La Terrasse

"La culture est une résistance à la distraction" Pasolini

Théâtre - Entretien

Rémi de Vos

Rémi de Vos - Critique sortie Théâtre

Publié le 10 avril 2010

Noir Occident

Occident est une pièce importante pour Rémi de Vos. Une de celles qui ont le plus compté dans sa carrière, mais aussi une des plus personnelles. Cinq ans après sa création, le couple féroce qui s’invective sur fond de misère existentielle et sociale est de retour au TGP.

Vous dîtes avoir écrit cette pièce en pensant à un acteur en particulier. Au vu des personnages, on se demande de quel type d’homme il s’agissait ?
Rémi de Vos : Je l’ai écrite il y a cinq ans. C’était pour Gilles Blaise, un acteur fidèle d’Hervé Guilloteaux, un comédien qui me touchait et qui avait au fond de lui cette radicalité et cette violence que j’ai données au personnage masculin. Malheureusement, le texte a eu trop de résonances en lui. Il se jetait sur scène chaque soir comme un matador, ce qui empêchait la dimension comique du texte de se développer. Si bien que le spectacle a dû s’arrêter au bout de dix jours, faute de spectateurs.

Le texte a-t-il ensuite suivi une belle trajectoire ?
R.V. : C’est un texte écrit pour les acteurs et je reçois beaucoup de demandes d’autorisation de mise en scène. Je refuse parfois, notamment quand les comédiens sont trop jeunes. Mais le texte a été beaucoup monté et sous des formes très différentes. Au Japon, par exemple, j’en ai vu une lecture très formelle, avec un rituel de combat de mots, où les acteurs n’élevaient jamais le ton. En Italie à l’inverse, le couple était affreux, sale et méchant et entamait une crise conjugale à l’italienne.
« Le comique est un moyen de se débarrasser de quelque chose qui n’est pas drôle »

Vers quelle forme va votre préférence ?
R.V. : Vers la japonaise, sans hésitation. D’ailleurs, la mise en scène de Dag Jeanneret que j’ai eu la chance de découvrir penche plutôt dans ce sens. Il y a des intermèdes de Vivaldi et des acteurs qui ne se touchent jamais. Les deux comédiens sont extraordinaires parce qu’ils portent en même temps le tragique et le comique des personnages. Ils ont eu, je crois, une intuition immédiate du texte.

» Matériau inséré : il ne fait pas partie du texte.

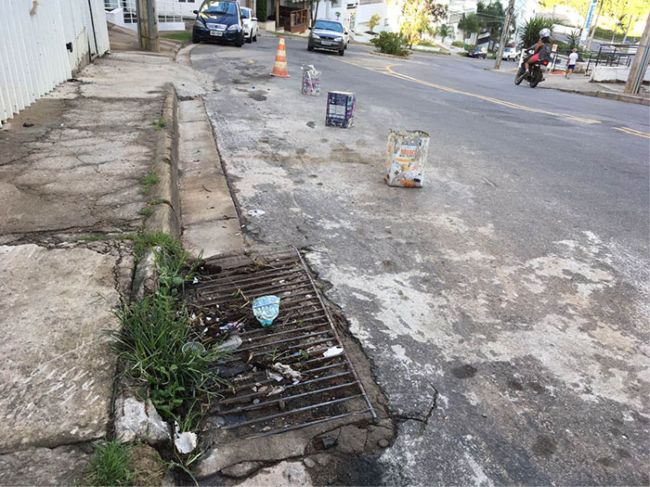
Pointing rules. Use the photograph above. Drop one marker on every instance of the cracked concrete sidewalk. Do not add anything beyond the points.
(71, 168)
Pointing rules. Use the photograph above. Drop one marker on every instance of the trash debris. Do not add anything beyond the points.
(406, 154)
(340, 109)
(288, 372)
(230, 327)
(184, 442)
(274, 376)
(232, 369)
(193, 347)
(266, 309)
(310, 80)
(230, 344)
(332, 352)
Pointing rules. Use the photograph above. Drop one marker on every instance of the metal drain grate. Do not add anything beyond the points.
(262, 398)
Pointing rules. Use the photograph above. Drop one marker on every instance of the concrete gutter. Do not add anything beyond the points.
(166, 211)
(639, 100)
(166, 208)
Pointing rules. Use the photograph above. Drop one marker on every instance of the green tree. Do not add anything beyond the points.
(531, 29)
(491, 18)
(469, 24)
(444, 31)
(419, 17)
(374, 22)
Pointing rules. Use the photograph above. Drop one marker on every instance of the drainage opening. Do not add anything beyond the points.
(293, 374)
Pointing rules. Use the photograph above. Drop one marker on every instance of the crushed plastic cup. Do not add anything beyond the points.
(266, 309)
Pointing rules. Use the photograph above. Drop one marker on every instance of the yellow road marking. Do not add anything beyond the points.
(630, 131)
(389, 71)
(490, 99)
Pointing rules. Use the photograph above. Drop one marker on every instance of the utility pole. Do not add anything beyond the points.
(640, 63)
(593, 29)
(505, 33)
(148, 25)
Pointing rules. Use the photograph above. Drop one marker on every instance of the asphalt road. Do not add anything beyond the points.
(505, 304)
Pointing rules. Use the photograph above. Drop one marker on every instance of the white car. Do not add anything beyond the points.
(250, 24)
(510, 54)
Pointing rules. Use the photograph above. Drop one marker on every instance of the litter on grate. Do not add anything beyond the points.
(292, 374)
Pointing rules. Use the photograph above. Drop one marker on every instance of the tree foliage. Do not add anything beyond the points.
(617, 9)
(444, 31)
(491, 18)
(420, 17)
(469, 24)
(531, 29)
(391, 43)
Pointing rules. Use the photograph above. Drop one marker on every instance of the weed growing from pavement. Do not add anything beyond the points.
(95, 237)
(149, 181)
(153, 347)
(146, 211)
(146, 240)
(160, 124)
(157, 345)
(110, 465)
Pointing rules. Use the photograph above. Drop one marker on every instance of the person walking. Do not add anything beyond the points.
(571, 63)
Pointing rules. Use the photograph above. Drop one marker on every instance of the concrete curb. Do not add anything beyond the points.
(639, 100)
(166, 213)
(166, 210)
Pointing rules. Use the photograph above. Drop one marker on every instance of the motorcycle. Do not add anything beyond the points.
(534, 75)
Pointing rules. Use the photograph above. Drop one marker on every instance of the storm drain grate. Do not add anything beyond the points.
(288, 376)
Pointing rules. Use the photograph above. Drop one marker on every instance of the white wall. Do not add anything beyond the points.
(33, 54)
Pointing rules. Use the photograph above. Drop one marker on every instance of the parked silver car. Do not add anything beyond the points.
(329, 35)
(249, 22)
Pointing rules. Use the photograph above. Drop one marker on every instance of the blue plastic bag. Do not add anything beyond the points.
(266, 309)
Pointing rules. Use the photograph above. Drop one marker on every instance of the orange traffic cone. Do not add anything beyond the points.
(280, 66)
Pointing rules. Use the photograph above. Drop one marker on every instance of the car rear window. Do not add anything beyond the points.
(216, 7)
(328, 25)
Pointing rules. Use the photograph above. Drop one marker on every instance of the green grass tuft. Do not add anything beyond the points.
(146, 212)
(159, 124)
(146, 240)
(110, 465)
(149, 181)
(152, 347)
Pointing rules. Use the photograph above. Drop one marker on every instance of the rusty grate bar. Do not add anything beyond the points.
(256, 403)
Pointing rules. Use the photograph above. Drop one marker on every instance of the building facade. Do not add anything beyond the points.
(42, 44)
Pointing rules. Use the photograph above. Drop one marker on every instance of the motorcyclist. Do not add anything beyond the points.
(542, 49)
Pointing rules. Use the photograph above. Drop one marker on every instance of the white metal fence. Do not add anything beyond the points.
(42, 42)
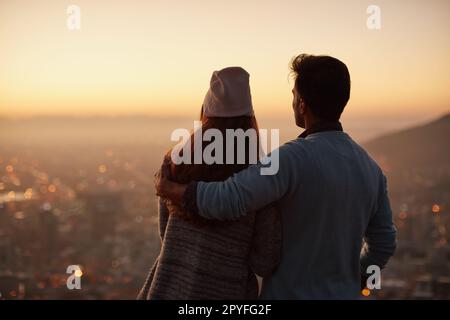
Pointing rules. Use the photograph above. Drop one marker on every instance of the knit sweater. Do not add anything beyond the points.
(212, 260)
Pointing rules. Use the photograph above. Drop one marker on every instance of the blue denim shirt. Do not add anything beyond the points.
(331, 195)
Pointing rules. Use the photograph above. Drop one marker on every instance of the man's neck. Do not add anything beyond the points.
(321, 125)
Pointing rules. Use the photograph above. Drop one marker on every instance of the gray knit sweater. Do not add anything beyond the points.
(213, 260)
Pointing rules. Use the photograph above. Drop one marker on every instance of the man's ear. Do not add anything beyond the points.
(302, 106)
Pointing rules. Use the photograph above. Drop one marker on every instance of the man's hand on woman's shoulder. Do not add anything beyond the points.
(166, 188)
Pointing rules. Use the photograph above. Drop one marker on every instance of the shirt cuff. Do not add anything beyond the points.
(189, 201)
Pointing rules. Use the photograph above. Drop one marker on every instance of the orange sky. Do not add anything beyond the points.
(156, 57)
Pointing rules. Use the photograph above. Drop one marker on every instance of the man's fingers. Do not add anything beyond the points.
(165, 168)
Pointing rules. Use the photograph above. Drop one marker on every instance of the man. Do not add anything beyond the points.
(329, 191)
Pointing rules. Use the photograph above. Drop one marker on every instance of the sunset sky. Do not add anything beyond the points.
(156, 57)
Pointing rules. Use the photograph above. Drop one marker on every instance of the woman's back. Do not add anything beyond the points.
(204, 259)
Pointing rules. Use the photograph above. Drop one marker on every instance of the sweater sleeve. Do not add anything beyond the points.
(163, 212)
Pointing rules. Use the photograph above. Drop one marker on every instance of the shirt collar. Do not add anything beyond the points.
(325, 125)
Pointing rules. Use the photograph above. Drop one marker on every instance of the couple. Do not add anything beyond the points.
(310, 231)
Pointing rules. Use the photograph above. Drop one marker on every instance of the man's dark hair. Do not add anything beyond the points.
(323, 82)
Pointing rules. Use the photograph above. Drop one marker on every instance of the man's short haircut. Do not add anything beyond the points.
(323, 82)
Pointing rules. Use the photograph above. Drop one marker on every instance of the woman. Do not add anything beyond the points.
(203, 259)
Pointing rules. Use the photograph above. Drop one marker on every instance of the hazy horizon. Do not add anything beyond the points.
(157, 57)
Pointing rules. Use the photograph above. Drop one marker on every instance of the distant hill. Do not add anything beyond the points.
(415, 148)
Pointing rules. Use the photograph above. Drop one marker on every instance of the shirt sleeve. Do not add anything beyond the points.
(250, 189)
(380, 235)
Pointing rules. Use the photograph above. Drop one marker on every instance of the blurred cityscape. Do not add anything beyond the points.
(80, 192)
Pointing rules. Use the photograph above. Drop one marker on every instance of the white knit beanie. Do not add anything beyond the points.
(229, 94)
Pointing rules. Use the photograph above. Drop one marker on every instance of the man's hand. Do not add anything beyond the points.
(162, 184)
(166, 188)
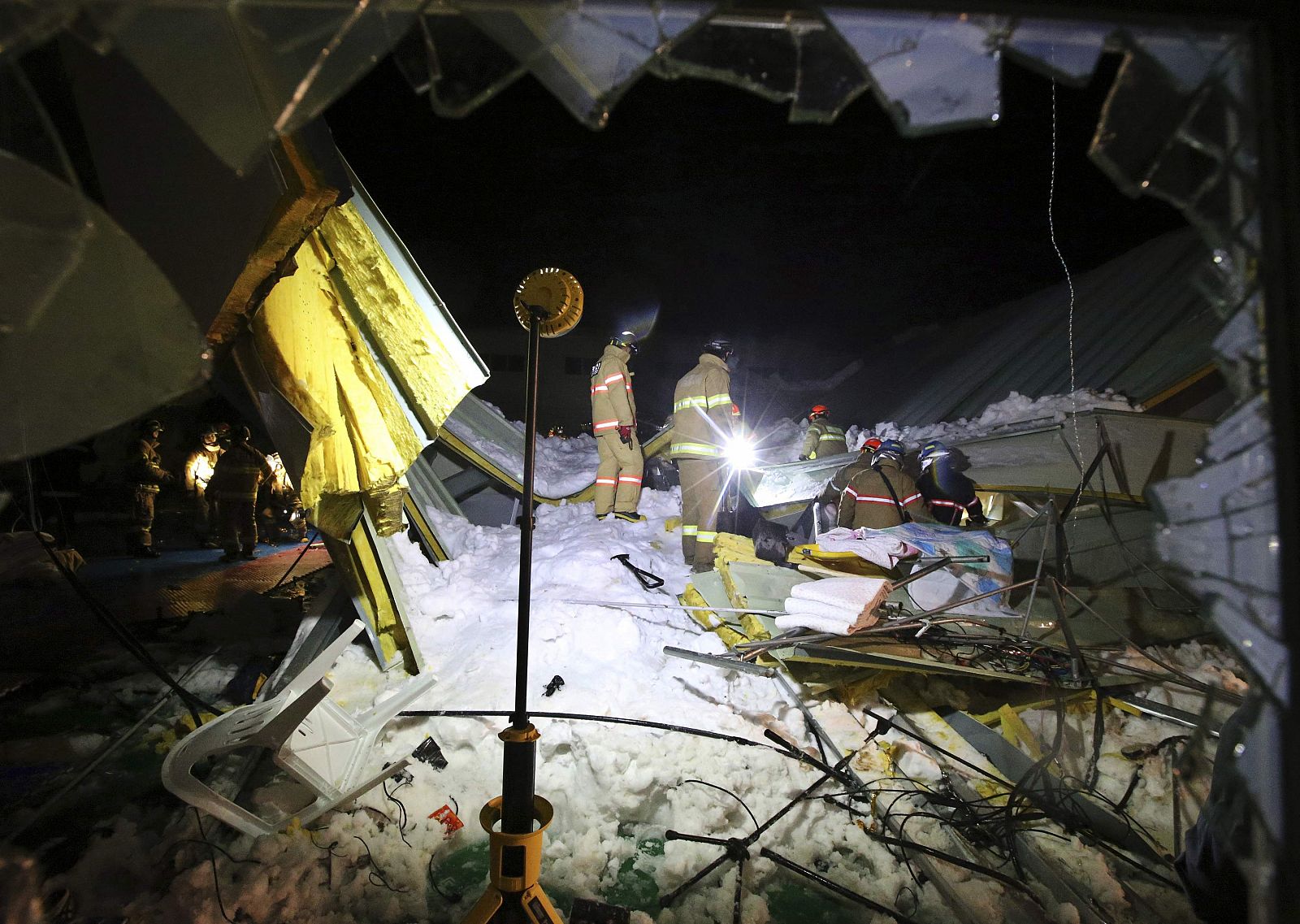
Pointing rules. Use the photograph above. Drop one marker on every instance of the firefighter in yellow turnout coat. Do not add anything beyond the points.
(823, 437)
(704, 416)
(614, 420)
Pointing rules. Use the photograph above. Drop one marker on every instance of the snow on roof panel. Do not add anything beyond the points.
(1141, 323)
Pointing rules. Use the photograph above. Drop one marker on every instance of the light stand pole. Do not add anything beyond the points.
(548, 303)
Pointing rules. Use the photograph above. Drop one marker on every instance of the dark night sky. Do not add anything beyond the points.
(702, 199)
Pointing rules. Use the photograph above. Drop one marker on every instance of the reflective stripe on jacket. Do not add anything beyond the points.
(240, 470)
(868, 502)
(613, 405)
(823, 440)
(704, 414)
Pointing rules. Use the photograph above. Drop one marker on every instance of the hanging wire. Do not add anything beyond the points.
(1065, 268)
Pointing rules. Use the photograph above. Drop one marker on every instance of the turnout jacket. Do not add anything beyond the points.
(823, 440)
(240, 470)
(146, 466)
(866, 499)
(840, 479)
(613, 405)
(193, 479)
(948, 494)
(704, 414)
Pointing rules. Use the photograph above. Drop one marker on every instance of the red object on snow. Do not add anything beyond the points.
(448, 820)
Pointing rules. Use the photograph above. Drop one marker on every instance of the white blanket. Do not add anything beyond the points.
(838, 625)
(874, 546)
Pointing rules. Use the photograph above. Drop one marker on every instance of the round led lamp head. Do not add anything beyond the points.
(552, 295)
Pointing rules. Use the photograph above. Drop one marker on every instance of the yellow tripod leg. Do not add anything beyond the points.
(485, 908)
(539, 908)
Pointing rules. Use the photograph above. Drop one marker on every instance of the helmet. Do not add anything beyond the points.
(626, 340)
(719, 346)
(933, 451)
(888, 449)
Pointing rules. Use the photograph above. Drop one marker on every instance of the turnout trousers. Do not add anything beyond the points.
(142, 515)
(618, 479)
(702, 481)
(238, 524)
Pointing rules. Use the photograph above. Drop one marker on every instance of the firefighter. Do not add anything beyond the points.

Tenez-vous particulièrement à la dimension comique du texte ?
R.V. : J’ai écrit cette pièce très rapidement, dans une phase plutôt sombre de ma vie. De toutes celles que j’ai écrites, c’est peut-être celle où j’ai mis le plus de moi. Et pour rendre cette part de moi enfouie visible et audible, cela nécessitait un rire de libération. Mais quand j’écris, le comique, je ne le travaille pas. Il vient comme ça, je ne peux pas m’empêcher. C’est un moyen, en fait, de se débarrasser de quelque chose qui n’est pas drôle.

Le titre
Occident et le racisme ordinaire du personnage masculin laissent-ils supposer que le texte porte une dimension politique ?
R.V. : Non, il n’y a pas de part politique dans ce texte. Le titre m’intéressait plus phonétiquement qu’autre chose. Même si je trouve qu’il y a dans cette détestation et cette noirceur des personnages – je me trompe peut-être – quelque chose de purement occidental. Pour reprendre une phrase d’Hubert Selby Junior, j’ai écrit ce texte en pensant « à ceux qui savent et se taisent ».
Propos recueillis par Eric Demey.


Occident de Rémi de Vos, mis en scène par Dag Jeanneret. Au Théâtre Gérard Philipe, CDN de Saint-Denis, dans le cadre du festival Vi(ll)es, du 7 au 18 avril. Relâche le lundi et mardi. Réservations au 01 48 13 70 10.